Отсюда очевидно, что полное наличие удовлетворения обуславливает наличие потребности...
Неурегулированность половой жизни человечества, чреватость бедствиями, как последствие этой неурегулированности, - вот предмет мучительного душевного беспокойства учредителей нашей фирмы...
В браке истина заменена покоем. Человечество же высшей истиной признало покой.
Неурегулированный пол есть неурегулированная душа - нерентабельная, страдающая и плодящая страдания...
Мы устранили элемент пола из человеческих отношений и освободили дорогу чистой душевной дружбе.
Отклики известных людей на изобретение, представляющие собой вторую часть "Антисексуса", таят в себе отрицание или поддержку философской концепции фирмы.
Можно почти с уверенностью сказать, что для каждого исследователя, потратившего некоторое время на изучение творчества Платонова, эта выжимка будет довольно прозрачной. По ней чрезвычайно легко выйти на ряд извечных платоновских мотивов, которые способны восполнить многие недостающие семантические звенья.
Проблема пола всегда была значима для Платонова, и осмыслялась она всегда в плане, выходящем за пределы индивидуального чувства или инстинкта. Она отчетливо заявляет о себе, о чем уже говорилось выше, в "Строителях страны", над которыми писатель работал приблизительно в то же время: любовь как беспокойство, приспосабливаемое к социальным целям. Она сохранилась и в "Чевенгуре". Герои "Эфирного тракта" (1927) также оставляют своих возлюбленных ради того, чтобы обрести особое знание о мире. Так что формула: "в браке истина заменена покоем",54 - принадлежит не только раннему Платонову.

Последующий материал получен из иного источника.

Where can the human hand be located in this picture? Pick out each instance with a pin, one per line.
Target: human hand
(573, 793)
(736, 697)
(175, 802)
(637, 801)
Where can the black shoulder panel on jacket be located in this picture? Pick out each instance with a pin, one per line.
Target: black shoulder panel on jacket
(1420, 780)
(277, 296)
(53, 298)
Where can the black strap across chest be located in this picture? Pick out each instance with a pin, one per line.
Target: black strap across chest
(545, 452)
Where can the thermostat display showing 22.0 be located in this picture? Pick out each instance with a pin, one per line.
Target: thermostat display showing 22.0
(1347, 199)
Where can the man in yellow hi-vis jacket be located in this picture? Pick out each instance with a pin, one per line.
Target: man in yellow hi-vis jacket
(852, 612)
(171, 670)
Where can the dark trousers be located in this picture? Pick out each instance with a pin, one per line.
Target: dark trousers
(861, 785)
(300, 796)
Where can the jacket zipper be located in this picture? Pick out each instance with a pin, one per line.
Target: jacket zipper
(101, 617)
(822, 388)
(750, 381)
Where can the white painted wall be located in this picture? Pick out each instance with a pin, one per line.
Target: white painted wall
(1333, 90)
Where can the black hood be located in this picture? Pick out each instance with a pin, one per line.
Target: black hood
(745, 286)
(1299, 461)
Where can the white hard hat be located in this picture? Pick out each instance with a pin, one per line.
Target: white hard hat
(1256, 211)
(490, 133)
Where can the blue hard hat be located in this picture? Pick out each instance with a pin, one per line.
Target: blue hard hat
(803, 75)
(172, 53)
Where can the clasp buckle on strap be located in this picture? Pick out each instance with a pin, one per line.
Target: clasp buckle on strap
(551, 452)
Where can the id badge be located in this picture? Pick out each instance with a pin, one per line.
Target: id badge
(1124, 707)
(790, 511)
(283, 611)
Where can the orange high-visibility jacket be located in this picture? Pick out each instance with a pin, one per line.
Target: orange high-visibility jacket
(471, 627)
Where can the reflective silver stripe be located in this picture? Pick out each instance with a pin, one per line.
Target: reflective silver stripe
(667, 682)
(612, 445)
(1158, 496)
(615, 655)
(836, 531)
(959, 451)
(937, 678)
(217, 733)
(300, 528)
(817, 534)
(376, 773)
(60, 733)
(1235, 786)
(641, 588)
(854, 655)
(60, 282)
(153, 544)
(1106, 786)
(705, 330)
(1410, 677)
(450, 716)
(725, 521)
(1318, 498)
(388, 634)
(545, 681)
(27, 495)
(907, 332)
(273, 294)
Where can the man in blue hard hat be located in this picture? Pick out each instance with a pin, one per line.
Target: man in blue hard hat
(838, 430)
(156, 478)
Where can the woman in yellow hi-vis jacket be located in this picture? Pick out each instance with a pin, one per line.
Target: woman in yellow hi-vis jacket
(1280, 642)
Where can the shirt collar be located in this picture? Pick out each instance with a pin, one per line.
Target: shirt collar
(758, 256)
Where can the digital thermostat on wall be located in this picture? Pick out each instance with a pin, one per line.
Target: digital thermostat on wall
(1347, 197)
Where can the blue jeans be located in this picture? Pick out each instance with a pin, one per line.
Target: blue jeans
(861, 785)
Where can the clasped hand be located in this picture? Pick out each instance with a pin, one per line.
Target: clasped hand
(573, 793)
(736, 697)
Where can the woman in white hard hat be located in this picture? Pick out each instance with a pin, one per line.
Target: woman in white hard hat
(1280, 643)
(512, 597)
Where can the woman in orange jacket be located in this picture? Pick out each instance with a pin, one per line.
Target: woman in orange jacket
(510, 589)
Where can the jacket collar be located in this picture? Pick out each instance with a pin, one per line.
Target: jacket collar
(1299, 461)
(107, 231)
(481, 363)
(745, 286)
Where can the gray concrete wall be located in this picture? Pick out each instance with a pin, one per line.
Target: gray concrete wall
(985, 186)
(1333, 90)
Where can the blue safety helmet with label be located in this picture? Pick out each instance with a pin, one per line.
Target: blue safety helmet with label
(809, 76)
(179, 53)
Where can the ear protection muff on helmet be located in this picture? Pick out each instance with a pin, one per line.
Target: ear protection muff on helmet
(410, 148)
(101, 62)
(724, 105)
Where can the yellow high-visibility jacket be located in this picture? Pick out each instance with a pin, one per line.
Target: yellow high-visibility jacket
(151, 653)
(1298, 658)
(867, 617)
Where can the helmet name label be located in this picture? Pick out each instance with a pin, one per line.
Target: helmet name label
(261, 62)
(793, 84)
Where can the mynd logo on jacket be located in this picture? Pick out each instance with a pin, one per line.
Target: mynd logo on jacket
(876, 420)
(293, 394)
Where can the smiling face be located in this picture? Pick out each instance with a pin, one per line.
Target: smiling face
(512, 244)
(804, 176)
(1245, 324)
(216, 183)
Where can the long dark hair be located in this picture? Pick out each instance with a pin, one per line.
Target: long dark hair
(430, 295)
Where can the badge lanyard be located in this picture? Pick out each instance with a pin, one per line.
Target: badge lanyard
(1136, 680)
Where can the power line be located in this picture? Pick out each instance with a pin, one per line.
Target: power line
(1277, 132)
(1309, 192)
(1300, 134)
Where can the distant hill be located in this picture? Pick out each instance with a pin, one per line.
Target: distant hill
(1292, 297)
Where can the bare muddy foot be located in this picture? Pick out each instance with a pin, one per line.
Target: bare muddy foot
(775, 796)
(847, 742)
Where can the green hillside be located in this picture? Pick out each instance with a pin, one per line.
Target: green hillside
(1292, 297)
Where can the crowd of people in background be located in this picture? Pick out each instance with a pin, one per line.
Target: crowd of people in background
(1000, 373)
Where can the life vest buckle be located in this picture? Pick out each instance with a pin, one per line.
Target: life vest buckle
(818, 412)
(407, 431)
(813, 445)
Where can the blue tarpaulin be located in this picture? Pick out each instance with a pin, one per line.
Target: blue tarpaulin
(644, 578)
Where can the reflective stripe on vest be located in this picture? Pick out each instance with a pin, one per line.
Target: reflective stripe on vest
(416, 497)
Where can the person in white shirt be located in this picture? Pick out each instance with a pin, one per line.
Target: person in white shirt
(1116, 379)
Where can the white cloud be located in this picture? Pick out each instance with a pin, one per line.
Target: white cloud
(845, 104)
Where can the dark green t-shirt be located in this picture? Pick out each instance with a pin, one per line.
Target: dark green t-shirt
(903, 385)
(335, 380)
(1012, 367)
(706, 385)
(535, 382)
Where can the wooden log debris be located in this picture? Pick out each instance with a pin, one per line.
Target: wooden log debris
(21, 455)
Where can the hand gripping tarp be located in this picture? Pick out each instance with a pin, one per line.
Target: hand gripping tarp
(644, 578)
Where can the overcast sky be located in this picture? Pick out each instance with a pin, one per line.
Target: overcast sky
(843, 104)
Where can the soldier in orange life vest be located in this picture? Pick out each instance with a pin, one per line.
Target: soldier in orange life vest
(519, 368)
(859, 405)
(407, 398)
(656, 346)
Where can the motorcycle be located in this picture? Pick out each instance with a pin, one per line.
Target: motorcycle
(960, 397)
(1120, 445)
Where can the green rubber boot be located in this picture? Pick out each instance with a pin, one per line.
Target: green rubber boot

Половой вопрос связан для Платонова и с проблемой более фундаментального порядка, а именно - с бессмертием. Такая мысль обиняком высказывается, например, в раннем рассказе "Тютень, Витютень и Протелаген"; в ней можно увидеть и след идей Розанова, и, конечно же, федоровского "Общего дела", а главная идея последнего, как показывает обращение к позднему Платонову, не исчерпала себя в его представлении даже к сороковым годам.